After the First World War, they had enough cash to have another go at car building. This time with a more conventional design using a two litre motor known as the 13.9. Only 23 were made before production stopped. In 1922 they had another go, Britain was in between war and the Great Depression and life was exciting, several manufacturers were building small sports cars and the business partners thought that this was their nirvana. They built very lightweight cars with supercharged 1.5 litre engines. They were also fast for their day – 90mph top speed.
Around this time the company started to share technology with another manufacturer called Vulcan and even rebadged some of their cars using 6 cylinder motors. In 1924, Francis left the company whilst Lea continued with the company making cars called the Hyper and the Ace of Spades. They continued to experiment with new engines – one being a very complex 1.7 litre six cylinder motor. The problem that the company had was that the cars were very expensive for what they were.
They became known as something of a poor man’s Bentley – poor being unable to buy a Bentley, not poor as in no money! With an expensive hand built product and the onset of the Great Depression, the company teetered on the edge of bankruptcy and in 1931, Lea resigned and the receivers stepped in. They kept production running at a lower rate – building about ten cars a year on average! They finally pulled the plug in 1936.
The remains of the company and the rights to the name were bought by two ex Riley employees who started production again the following year (1937). Riley was being gobbled up by Nuffield and their Chief Engine Designer left to kick start Lea-Francis. He managed to build 80 odd cars before the war intervened and like other manufacturers he switched to making equipment for the war effort.
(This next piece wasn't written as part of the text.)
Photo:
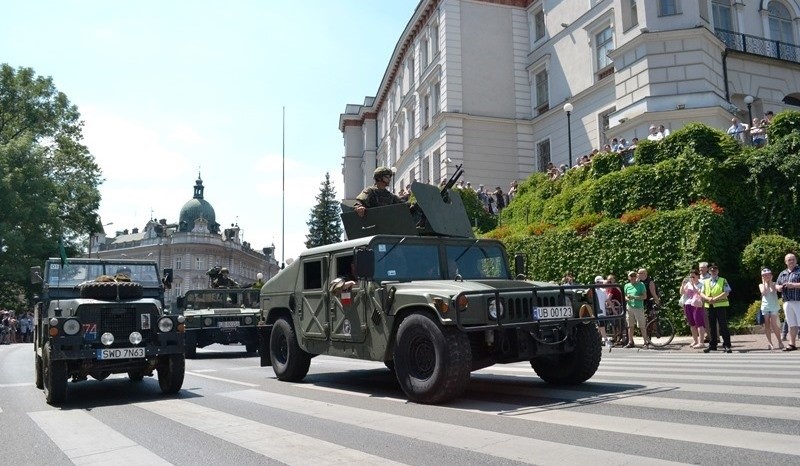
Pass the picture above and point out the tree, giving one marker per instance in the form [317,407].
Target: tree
[324,225]
[48,179]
After the war, with new production skills and lots of cash from supplying the military, they started up car manufacturing yet again. In 1946, the model 14 was released: a four door car fitted with either a 1.5 or 1.8 litre engine. The 14 was developed further into a two door sports car, an estate and then later the 14/70. Along side the 14, they developed another model simply called the 2.5 litre.
The company lasted until 1954 when production stopped. The owners and enthusiasts then got together and encouraged the company’s board to start production again – and that was planned for 1960 with a new model based on Ford Zephyr components – it was too expensive for the market and didn’t get into full production. This model was called the Lynx and did get to be shown at the British Motor Show. Several more attempts were made to revive the brand but none of them got anywhere. Sadly the announcements were made before production commitments were made!
And so it continued, recently the plan to kick start production of a new model was announced. This was to be a retro model in the same mode as other manufacturers who were building similar cars harking back to the 1950s. For Lea-Francis, this was to be the 30/230 that looked very similar to a BMW Z3 with classic styling and was rumoured to be powered by an Opel motor. This car, like all the other attempts, never made it into production.
I did here of another more recent attempt and will update this article when I find the information!